Baca juga : Pemerintah Tegaskan Penanganan Hukum Pasca-Demonstrasi Agustus 2025 Sesuai Norma Hukum dan HAM
Selain isu infrastruktur, kunjungan ini juga dimanfaatkan untuk memperkuat dukungan sosial. Melalui Program Wardoyo—sebuah inisiatif bantuan pangan yang melibatkan kerjasama antara Pemerintah Kabupaten Brebes, Badan Amil Zakat Nasional (Baznas), dan Bank Jateng—Bupati menyerahkan 300 paket sembako langsung kepada warga. “Hari ini saya datang tidak dengan janji, tapi dengan solusi. Rakyat sudah berkorban, sekarang giliran pemerintah hadir penuh,” katanya, menekankan komitmen untuk mendukung kesejahteraan masyarakat di tengah tantangan ekonomi.
Kehadiran Bupati disambut hangat oleh warga, menciptakan suasana dialog yang konstruktif. Namun, di balik itu, mulai muncul pemahaman publik bahwa gotong royong warga memang merupakan bentuk ketahanan komunal yang autentik, sementara aksi demonstrasi pekan lalu tampaknya tidak lepas dari dorongan politis dari pihak tertentu. Kisah ini menjadi pengingat akan kompleksitas tata kelola infrastruktur di tingkat lokal, di mana transparansi informasi dan partisipasi masyarakat menjadi kunci untuk menghindari kesalahpahaman serupa di masa depan.

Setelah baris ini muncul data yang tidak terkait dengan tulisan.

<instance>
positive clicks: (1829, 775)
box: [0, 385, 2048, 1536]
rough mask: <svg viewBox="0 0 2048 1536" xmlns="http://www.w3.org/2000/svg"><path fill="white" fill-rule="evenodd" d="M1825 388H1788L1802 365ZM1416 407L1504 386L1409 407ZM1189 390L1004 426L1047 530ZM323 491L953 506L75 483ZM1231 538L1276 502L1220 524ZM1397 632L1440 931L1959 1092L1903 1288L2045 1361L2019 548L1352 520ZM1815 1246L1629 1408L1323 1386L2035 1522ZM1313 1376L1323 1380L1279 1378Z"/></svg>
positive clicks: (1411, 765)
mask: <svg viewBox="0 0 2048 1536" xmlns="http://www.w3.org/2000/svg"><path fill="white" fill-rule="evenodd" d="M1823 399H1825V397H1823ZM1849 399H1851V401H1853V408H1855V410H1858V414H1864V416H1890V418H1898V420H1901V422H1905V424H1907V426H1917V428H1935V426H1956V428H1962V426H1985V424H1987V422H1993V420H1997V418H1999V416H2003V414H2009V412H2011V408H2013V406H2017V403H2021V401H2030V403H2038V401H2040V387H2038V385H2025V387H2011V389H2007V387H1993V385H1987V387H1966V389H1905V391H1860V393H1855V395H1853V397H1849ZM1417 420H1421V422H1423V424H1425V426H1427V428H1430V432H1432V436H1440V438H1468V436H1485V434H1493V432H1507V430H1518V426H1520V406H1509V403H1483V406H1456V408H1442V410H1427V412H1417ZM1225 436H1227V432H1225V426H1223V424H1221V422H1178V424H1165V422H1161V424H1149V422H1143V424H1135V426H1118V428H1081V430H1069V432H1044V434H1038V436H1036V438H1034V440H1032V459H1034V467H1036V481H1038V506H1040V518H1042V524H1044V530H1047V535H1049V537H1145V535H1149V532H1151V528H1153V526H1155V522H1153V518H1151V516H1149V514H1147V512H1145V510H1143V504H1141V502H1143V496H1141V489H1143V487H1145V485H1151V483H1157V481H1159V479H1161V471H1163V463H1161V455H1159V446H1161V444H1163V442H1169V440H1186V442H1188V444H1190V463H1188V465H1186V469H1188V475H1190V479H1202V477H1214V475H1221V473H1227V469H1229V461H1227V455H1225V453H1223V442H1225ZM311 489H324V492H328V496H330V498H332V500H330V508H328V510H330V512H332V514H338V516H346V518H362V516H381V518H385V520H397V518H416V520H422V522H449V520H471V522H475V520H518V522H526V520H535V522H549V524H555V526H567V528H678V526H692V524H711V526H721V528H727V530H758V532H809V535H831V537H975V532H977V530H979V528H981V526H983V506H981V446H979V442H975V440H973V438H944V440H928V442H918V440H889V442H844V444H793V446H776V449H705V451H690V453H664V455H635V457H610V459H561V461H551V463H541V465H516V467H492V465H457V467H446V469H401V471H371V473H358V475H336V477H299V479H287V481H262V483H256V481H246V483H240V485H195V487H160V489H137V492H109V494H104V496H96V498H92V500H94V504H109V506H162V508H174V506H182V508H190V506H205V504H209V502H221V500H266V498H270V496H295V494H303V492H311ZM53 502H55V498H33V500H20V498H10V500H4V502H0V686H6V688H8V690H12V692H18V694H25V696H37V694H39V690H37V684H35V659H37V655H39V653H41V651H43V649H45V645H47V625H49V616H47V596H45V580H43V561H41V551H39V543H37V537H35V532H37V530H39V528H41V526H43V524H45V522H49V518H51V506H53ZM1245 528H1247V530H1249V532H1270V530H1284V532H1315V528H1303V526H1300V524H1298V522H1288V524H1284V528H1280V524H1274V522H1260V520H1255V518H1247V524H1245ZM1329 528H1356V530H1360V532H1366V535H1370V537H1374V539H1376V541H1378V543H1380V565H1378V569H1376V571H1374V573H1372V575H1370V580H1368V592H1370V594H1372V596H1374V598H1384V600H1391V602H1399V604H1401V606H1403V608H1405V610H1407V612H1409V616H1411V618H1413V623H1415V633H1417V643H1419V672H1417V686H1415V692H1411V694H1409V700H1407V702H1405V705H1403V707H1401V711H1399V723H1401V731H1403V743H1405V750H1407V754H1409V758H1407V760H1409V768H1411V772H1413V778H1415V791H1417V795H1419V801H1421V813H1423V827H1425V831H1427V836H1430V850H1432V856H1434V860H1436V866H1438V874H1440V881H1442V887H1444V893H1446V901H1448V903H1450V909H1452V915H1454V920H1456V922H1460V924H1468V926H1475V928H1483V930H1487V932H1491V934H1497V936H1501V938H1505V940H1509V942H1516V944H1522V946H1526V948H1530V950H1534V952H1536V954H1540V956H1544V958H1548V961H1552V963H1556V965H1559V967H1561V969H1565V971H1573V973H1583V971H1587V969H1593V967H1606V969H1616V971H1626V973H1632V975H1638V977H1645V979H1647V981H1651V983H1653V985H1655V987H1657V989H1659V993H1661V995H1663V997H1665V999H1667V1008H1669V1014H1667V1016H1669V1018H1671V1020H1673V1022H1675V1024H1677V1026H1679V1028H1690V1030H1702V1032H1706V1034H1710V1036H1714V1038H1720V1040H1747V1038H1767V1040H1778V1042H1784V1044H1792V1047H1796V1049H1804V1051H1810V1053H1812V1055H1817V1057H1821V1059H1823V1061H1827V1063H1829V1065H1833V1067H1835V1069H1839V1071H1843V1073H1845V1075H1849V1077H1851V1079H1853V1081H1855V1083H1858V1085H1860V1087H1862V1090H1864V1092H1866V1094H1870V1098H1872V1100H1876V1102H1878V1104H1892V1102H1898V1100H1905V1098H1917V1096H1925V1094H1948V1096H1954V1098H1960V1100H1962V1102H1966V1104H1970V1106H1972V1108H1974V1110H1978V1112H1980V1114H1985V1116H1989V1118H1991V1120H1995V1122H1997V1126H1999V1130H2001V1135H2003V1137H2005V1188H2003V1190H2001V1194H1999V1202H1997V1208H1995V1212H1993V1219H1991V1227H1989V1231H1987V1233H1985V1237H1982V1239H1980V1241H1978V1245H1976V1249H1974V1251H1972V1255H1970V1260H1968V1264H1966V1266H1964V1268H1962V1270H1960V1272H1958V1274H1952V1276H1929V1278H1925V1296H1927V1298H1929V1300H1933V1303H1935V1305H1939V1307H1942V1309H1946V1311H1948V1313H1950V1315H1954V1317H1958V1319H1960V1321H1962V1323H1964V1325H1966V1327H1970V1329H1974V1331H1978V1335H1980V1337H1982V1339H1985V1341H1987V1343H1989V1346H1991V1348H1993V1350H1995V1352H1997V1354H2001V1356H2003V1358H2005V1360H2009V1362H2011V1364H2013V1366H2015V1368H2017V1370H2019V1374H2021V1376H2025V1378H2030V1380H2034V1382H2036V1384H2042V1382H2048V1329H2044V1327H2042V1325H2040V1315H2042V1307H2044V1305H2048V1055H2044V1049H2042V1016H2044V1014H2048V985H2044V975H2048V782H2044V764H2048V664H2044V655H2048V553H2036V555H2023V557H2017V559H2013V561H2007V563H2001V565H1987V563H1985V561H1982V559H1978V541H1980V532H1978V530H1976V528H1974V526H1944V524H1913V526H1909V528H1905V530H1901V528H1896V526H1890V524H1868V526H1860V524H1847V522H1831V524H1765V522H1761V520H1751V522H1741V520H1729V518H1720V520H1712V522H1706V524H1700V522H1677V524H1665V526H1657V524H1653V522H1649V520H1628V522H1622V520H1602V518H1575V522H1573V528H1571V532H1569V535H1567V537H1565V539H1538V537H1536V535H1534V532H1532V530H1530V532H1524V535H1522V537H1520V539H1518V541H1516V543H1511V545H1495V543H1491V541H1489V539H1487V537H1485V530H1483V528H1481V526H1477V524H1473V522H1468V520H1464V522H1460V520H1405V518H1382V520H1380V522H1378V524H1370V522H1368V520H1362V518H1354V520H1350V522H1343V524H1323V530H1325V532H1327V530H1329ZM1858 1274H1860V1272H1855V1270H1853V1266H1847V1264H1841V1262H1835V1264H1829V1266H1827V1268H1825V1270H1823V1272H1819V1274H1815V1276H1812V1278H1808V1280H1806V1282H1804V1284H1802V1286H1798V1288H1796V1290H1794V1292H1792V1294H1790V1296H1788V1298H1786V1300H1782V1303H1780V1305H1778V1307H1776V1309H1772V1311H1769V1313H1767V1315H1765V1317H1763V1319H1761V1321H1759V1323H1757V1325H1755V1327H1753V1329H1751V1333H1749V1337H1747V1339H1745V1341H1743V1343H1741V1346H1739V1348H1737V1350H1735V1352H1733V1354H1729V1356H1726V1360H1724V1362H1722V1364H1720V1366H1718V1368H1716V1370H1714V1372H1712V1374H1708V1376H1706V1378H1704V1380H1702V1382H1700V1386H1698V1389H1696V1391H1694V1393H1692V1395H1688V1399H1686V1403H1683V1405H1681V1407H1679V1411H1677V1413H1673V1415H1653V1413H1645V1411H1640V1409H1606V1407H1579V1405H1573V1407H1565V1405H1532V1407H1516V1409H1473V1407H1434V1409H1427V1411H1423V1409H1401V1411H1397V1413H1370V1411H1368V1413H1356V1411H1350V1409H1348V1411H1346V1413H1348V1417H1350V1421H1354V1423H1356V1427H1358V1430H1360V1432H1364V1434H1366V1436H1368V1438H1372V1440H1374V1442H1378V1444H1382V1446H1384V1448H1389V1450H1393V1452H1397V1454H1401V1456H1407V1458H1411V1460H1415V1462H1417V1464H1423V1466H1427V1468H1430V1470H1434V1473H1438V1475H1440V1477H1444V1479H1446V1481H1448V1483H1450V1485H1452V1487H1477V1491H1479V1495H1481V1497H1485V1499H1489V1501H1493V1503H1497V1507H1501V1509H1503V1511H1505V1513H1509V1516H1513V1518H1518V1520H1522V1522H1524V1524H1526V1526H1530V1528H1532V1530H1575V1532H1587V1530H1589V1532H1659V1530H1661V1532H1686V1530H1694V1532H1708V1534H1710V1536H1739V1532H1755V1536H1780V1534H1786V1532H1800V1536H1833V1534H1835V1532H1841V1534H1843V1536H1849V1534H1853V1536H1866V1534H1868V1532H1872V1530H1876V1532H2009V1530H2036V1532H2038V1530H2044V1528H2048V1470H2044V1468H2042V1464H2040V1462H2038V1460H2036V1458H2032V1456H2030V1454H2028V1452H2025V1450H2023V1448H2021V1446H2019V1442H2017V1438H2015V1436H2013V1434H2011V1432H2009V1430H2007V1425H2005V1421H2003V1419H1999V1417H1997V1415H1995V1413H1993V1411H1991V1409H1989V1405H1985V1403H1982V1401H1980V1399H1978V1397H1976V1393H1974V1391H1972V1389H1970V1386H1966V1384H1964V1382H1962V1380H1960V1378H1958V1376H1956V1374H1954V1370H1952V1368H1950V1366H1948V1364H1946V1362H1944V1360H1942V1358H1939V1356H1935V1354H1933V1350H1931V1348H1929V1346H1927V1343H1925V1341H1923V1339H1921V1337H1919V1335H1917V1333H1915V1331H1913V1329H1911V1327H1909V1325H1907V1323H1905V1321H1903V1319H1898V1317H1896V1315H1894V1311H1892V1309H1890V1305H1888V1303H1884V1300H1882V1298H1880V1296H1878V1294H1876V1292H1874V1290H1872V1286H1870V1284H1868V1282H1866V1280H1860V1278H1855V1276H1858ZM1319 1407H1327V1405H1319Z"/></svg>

Berita ini disusun berdasarkan pengamatan langsung dan wawancara di lokasi, dengan pendekatan yang menekankan konteks historis dan implikasi kebijakan, berbeda dari liputan sensasional yang kerap mendominasi media online konvensional. Fokus pada narasi mendalam ini bertujuan untuk mendorong diskusi akademis mengenai peran pemerintah dalam pembangunan berkelanjutan.